Assignment 1

In this assignment, you will run code that trains a simple neural language
model on a dataset of sentences that were culled from a large corpus of
newspaper articles so that the culled sentences would have a highly restricted
vocabulary of only 250 words.

First, download all the files associated with the assignment, including the
data file and the matlab code you will need. Put everything in the same
directory and from within matlab, cd to that directory. The files are:

http://www.cs.toronto.edu/~hinton/csc321/matlab/assignment1/4grams.mat
http://www.cs.toronto.edu/~hinton/csc321/matlab/assignment1/bprop.m
http://www.cs.toronto.edu/~hinton/csc321/matlab/assignment1/computeCrossEntropy.m
http://www.cs.toronto.edu/~hinton/csc321/matlab/assignment1/fprop.m
http://www.cs.toronto.edu/~hinton/csc321/matlab/assignment1/loadData.m
http://www.cs.toronto.edu/~hinton/csc321/matlab/assignment1/prepMinibatch.m
http://www.cs.toronto.edu/~hinton/csc321/matlab/assignment1/train.m
http://www.cs.toronto.edu/~hinton/csc321/matlab/assignment1/wordDistance.m
http://www.cs.toronto.edu/~hinton/csc321/matlab/assignment1/zeroOneLoss.m
http://www.cs.toronto.edu/~hinton/csc321/matlab/assignment1/rawSentences.tar.gz

Before you can run the code, you will need to load the data it expects to find
in the workspace. To do that, execute the following command:

>> [trainbatches, validbatches, testbatches, vocab] = loadData(100, 1000);

The line above creates the training, validation, and test data variables as
well as a variable holding the 250 words in the vocabulary. It will load a
training set with 1000 minibatches of 100 cases each.


The model you will train on these data produces a distribution over the next
word given the previous three words as input.
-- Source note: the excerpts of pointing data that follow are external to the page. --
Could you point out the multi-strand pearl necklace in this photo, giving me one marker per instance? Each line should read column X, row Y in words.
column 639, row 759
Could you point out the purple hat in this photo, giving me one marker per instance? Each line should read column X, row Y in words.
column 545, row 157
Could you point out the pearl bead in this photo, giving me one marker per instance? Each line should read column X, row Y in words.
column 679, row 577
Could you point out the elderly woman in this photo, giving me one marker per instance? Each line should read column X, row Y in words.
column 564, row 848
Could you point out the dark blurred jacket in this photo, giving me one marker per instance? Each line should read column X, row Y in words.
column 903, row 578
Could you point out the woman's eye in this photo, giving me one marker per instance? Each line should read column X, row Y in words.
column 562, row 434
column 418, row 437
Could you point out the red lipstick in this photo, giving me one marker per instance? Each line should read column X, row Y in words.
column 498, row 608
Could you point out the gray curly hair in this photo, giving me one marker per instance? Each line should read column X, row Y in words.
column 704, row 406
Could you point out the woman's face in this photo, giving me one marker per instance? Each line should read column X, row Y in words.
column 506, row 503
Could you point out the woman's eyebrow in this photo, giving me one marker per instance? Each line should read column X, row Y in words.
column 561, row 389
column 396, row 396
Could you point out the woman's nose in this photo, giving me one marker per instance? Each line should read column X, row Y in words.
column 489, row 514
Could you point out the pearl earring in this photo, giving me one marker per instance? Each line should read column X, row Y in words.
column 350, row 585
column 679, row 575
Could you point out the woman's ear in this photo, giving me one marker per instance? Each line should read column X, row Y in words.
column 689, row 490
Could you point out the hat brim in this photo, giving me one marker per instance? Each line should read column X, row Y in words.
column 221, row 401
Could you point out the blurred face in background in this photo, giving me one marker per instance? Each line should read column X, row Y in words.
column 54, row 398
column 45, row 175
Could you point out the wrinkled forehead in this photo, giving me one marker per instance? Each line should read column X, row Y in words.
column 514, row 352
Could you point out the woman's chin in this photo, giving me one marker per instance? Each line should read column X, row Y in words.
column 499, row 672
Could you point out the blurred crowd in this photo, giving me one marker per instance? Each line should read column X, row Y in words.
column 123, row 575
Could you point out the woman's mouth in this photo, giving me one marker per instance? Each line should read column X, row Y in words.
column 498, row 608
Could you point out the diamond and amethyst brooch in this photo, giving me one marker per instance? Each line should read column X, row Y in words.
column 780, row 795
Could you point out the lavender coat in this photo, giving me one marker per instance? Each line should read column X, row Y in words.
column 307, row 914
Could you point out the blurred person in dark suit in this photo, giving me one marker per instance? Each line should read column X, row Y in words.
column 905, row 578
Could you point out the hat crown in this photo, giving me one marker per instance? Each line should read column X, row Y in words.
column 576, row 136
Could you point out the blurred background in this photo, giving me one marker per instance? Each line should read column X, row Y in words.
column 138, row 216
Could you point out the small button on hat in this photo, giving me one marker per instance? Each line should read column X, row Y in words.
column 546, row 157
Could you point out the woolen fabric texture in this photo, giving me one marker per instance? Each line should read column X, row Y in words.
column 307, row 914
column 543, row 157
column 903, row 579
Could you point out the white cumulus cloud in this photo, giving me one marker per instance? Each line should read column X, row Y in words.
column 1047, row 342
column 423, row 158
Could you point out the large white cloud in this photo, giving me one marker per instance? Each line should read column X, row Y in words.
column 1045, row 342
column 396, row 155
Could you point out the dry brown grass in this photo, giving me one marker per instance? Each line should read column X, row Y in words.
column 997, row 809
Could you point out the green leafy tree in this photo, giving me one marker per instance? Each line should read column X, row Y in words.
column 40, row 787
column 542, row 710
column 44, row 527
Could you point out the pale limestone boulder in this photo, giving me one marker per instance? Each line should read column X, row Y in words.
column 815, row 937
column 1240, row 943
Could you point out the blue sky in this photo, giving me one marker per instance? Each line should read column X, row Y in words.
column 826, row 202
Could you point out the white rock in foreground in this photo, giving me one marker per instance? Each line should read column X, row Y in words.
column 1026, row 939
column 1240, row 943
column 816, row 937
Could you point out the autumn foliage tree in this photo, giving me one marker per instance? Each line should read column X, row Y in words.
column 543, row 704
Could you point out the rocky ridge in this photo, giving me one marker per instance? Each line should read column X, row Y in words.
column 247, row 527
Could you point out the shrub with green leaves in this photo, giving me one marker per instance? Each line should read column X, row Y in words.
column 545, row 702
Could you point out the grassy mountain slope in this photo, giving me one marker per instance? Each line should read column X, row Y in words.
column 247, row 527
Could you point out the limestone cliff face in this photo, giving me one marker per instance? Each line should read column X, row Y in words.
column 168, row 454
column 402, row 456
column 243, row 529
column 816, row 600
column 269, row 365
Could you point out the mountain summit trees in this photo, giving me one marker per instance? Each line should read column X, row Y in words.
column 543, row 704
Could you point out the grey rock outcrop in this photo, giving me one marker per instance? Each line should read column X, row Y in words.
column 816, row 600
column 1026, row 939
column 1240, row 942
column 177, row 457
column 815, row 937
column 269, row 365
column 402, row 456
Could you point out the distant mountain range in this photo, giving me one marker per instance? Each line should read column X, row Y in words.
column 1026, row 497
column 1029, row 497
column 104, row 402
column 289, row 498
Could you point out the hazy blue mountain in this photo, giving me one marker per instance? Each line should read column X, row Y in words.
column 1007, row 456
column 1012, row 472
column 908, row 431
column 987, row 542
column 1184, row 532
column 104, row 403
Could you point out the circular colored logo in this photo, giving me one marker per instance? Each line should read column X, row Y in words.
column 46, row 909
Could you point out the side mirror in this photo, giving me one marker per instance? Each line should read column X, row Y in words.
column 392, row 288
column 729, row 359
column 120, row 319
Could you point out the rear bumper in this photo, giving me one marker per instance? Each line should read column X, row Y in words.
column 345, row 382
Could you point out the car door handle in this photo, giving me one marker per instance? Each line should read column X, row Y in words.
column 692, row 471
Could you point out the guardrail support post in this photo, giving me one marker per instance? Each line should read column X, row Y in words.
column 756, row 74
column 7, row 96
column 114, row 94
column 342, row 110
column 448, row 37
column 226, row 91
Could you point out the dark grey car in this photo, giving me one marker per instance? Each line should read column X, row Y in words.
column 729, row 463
Since the neural network will be
trained on 4-grams extracted from isolated sentences, this means that it will
never be asked to predict any of the first three words in a sentence. The
neural network learns a d-dimensional embedding for the words in the vocabulary
and has a hidden layer with numHid hidden units fully connected to the single
output softmax unit. If we are so inclined, we can view the embedding as
another (earlier) hidden layer with weights shared across the three words.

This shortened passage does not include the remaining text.